Emphasis by support from other media is exploited to not only enhance the contents, but also its presentation. In writing and print media some of the topographical tools used are: underlining, bold printing, fonts' sizes, colours of font and background, font styles (plain, italics, small caps, with serif, sans serif, etc.) Other graphical tools include insertion of graphs, charts, illustrations, etc. within the document content. Multi media presentations have more than one format like static pictures, movies, 3D effects, animations, sound clips, body vibratory systems, ‘olfactory and taste’ supplement systems.

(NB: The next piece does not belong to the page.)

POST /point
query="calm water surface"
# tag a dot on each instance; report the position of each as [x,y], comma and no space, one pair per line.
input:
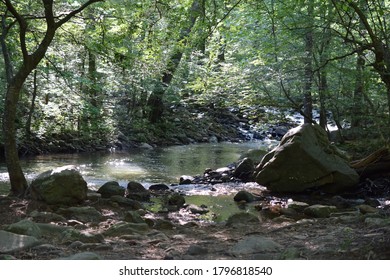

In oration a speaker boosts the delivery with body gestures, repetition of words or sentences, pitch variation of voice, use of rhymes, rhythmic, metre oration, poetical recitation, etc. The information gets registered easily when supported by visuals such as tables, charts and graphs, picture slides, movie or video clips, animation. Learning frames or interludes are subtly included to lodge the contents easily into the minds.

●  By Titling (Naming)
One of the best way of focussing (by declaration) the content is to provide a title to it. A title as created by the author is more truthful but is not accepted by the reader or audience, as their intentions of accessing need not match the author’s perceptions. Storage systems create own titles to facilitate access by their users’ needs. Titles have limitations of size. This is overcome by including long titles or list of keywords or summary or precis.